RumbleDB / rumble

⛈️ RumbleDB 1.22.0 "Pyrenean oak" 🌳 for Apache Spark | Run queries on your large-scale, messy JSON-like data (JSON, text, CSV, Parquet, ROOT, AVRO, SVM...) | No install required (just a jar to download) | Declarative Machine Learning and more
http://rumbledb.org/
Other
213 stars 82 forks source link

Problem on Windows reading multiple files at once. #1243

Open misodle opened 1 year ago

misodle commented 1 year ago

Trying to read and process multiple json files in a directory.

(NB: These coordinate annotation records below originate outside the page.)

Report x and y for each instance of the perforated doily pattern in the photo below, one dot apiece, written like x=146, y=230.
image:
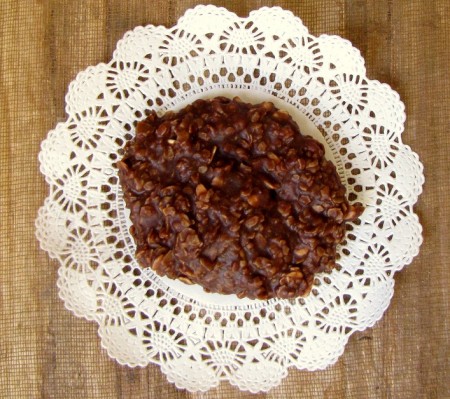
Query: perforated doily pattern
x=197, y=338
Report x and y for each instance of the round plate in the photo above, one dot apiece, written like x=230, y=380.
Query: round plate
x=200, y=339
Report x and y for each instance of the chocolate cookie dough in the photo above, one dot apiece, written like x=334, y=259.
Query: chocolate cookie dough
x=233, y=197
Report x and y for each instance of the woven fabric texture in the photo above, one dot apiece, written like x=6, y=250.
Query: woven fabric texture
x=46, y=352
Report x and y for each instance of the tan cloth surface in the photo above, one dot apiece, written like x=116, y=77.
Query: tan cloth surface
x=46, y=352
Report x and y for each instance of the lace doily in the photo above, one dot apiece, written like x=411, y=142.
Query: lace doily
x=199, y=339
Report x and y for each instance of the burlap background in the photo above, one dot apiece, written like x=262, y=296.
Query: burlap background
x=47, y=352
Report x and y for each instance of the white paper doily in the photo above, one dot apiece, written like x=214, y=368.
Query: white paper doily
x=199, y=339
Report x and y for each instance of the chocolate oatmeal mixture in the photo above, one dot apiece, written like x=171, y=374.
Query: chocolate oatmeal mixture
x=233, y=197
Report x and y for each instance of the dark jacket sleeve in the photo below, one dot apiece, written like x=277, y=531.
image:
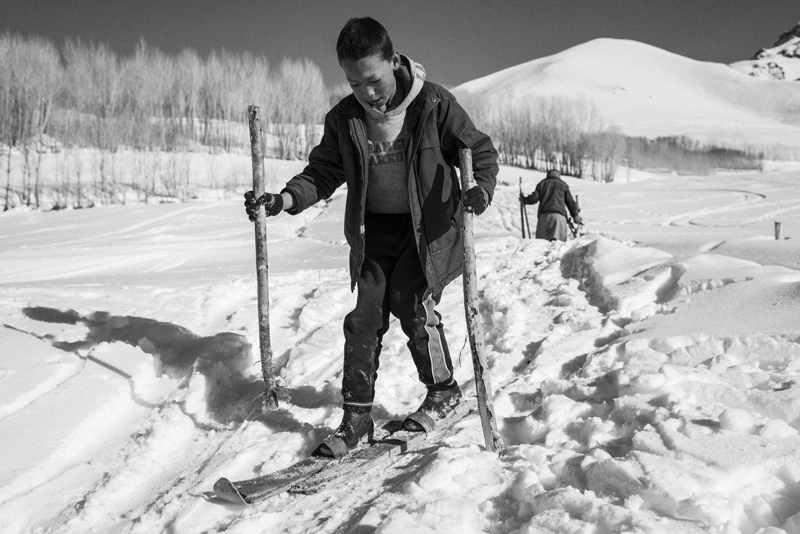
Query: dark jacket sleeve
x=324, y=172
x=457, y=131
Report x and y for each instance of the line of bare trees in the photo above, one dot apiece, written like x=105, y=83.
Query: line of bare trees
x=84, y=95
x=568, y=134
x=549, y=132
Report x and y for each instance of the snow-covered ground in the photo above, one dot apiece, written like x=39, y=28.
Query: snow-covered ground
x=646, y=91
x=645, y=374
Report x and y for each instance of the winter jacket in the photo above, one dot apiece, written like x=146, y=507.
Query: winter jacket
x=438, y=127
x=553, y=196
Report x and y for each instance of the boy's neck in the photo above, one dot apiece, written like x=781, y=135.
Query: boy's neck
x=399, y=90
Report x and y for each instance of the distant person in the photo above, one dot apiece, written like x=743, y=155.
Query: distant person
x=554, y=200
x=395, y=142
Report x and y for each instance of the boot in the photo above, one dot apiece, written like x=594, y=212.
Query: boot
x=354, y=429
x=437, y=404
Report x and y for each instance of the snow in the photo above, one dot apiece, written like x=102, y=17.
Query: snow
x=646, y=91
x=645, y=374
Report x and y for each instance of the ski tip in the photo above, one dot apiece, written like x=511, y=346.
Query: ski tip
x=225, y=490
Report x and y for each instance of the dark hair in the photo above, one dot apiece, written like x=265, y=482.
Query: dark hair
x=363, y=37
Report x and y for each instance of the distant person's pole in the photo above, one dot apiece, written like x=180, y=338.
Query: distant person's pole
x=272, y=392
x=475, y=332
x=522, y=211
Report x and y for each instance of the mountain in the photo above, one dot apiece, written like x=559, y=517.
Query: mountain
x=647, y=91
x=780, y=62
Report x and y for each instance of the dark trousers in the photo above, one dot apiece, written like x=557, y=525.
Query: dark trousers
x=392, y=281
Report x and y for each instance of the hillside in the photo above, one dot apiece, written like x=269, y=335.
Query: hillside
x=647, y=91
x=629, y=395
x=779, y=62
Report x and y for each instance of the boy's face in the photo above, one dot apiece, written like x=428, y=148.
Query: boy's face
x=372, y=79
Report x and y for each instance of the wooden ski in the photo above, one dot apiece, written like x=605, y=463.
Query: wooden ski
x=474, y=330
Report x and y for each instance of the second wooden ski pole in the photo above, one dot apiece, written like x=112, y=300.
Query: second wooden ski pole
x=272, y=391
x=474, y=329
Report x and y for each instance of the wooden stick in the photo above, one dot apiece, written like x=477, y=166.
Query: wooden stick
x=474, y=330
x=272, y=392
x=522, y=211
x=527, y=221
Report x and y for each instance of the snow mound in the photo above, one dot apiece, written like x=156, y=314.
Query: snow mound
x=780, y=62
x=647, y=91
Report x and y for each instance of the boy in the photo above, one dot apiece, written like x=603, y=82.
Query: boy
x=395, y=141
x=554, y=198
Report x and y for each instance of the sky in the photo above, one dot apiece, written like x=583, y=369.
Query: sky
x=456, y=41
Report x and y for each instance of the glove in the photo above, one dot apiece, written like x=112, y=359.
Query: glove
x=476, y=200
x=273, y=204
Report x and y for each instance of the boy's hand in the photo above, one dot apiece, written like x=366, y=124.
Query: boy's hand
x=476, y=200
x=272, y=203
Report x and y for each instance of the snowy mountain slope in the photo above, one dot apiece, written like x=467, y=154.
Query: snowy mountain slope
x=651, y=92
x=630, y=395
x=779, y=62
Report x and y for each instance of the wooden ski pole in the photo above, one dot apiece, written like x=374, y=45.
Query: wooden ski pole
x=527, y=221
x=272, y=391
x=474, y=330
x=522, y=211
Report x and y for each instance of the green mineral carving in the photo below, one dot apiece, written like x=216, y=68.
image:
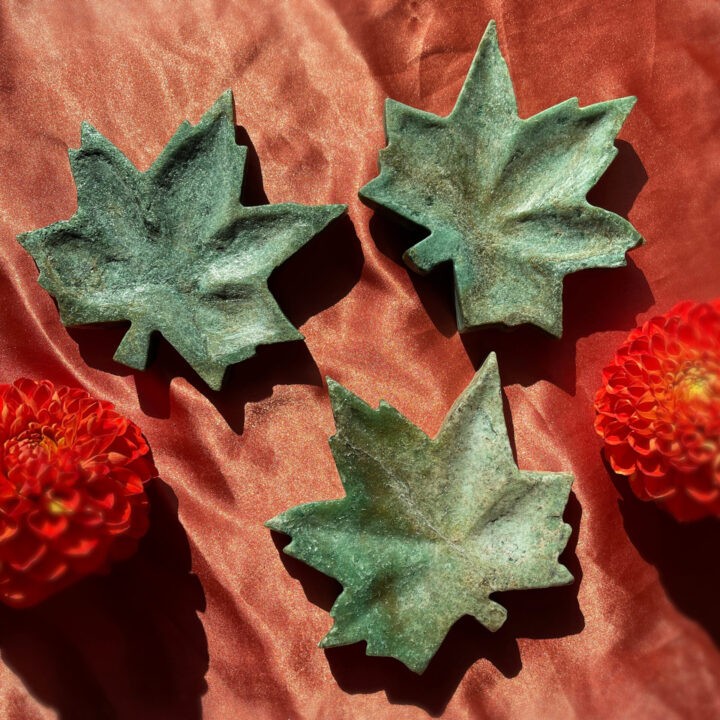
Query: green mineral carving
x=503, y=198
x=429, y=528
x=172, y=250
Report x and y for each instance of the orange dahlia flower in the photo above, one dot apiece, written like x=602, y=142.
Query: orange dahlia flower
x=71, y=488
x=658, y=410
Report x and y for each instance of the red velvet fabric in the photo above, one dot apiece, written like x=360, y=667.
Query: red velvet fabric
x=209, y=619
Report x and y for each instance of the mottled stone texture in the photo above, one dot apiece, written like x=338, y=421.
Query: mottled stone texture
x=172, y=249
x=503, y=198
x=429, y=528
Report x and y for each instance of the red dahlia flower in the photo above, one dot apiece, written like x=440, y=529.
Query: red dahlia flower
x=71, y=488
x=659, y=410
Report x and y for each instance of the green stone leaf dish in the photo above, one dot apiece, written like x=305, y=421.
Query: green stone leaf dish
x=172, y=250
x=429, y=528
x=503, y=198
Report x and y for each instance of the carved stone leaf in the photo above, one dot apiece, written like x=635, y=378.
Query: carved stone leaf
x=429, y=528
x=172, y=250
x=502, y=197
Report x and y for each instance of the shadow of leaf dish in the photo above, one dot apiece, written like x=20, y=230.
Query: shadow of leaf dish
x=127, y=646
x=545, y=613
x=683, y=554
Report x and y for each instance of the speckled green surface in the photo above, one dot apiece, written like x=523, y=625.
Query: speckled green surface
x=503, y=198
x=429, y=528
x=172, y=249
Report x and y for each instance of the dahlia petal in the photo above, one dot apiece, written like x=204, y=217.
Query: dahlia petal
x=78, y=546
x=622, y=459
x=26, y=552
x=47, y=525
x=652, y=465
x=664, y=386
x=658, y=487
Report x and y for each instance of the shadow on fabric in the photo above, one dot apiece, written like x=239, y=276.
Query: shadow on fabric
x=593, y=300
x=546, y=613
x=316, y=277
x=126, y=646
x=683, y=553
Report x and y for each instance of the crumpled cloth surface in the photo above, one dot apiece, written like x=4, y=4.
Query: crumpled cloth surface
x=209, y=619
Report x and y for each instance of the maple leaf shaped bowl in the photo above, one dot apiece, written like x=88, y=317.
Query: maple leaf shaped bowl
x=172, y=250
x=504, y=198
x=429, y=528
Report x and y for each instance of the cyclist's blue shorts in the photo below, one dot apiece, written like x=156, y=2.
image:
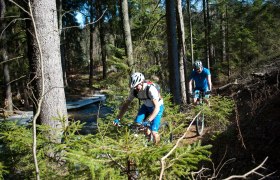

If reference just 1 file I can echo it back OK.

This code referencing 1 file works fine. let $doc := json-file("file:///C:/repos/Content1Utils/resultset/test/result-set-1682362680670.json") let $result := { "gtinList": for $row in $doc for $i in $row.items[] return {
"gtin" : $i.item.gtin } } return $result with this command java -jar -Xmx1g rumbledb-1.21.0-standalone.jar --materialization-cap 1000 run ExampleQuery11.txt

This example is from the Ramble website which says it can read a directory.

for $my-json in json-file("/absolute/directory/file-*.json") where $my-json.property eq "some value" return $my-json

My code

for $my-json in json-file("file:///C:/repos/Content1Utils/resultset/test/result*.json") where $my-json.items[].objId eq "712652354" return $my-json

Exception in thread "main" java.lang.UnsatisfiedLinkError: org.apache.hadoop.io.nativeio.NativeIO$Windows.access0(Ljava/lang/String;I)Z at org.apache.hadoop.io.nativeio.NativeIO$Windows.access0(Native Method) at org.apache.hadoop.io.nativeio.NativeIO$Windows.access(NativeIO.java:793) at org.apache.hadoop.fs.FileUtil.canRead(FileUtil.java:1218) at org.apache.hadoop.fs.FileUtil.list(FileUtil.java:1423) at org.apache.hadoop.fs.RawLocalFileSystem.listStatus(RawLocalFileSystem.java:601) at org.apache.hadoop.fs.FileSystem.listStatus(FileSystem.java:1972) at org.apache.hadoop.fs.FileSystem.listStatus(FileSystem.java:2014) at org.apache.hadoop.fs.ChecksumFileSystem.listStatus(ChecksumFileSystem.java:761)

This is on windows 10.

I have tried many variations and can't seem to read more than 1 file at a time.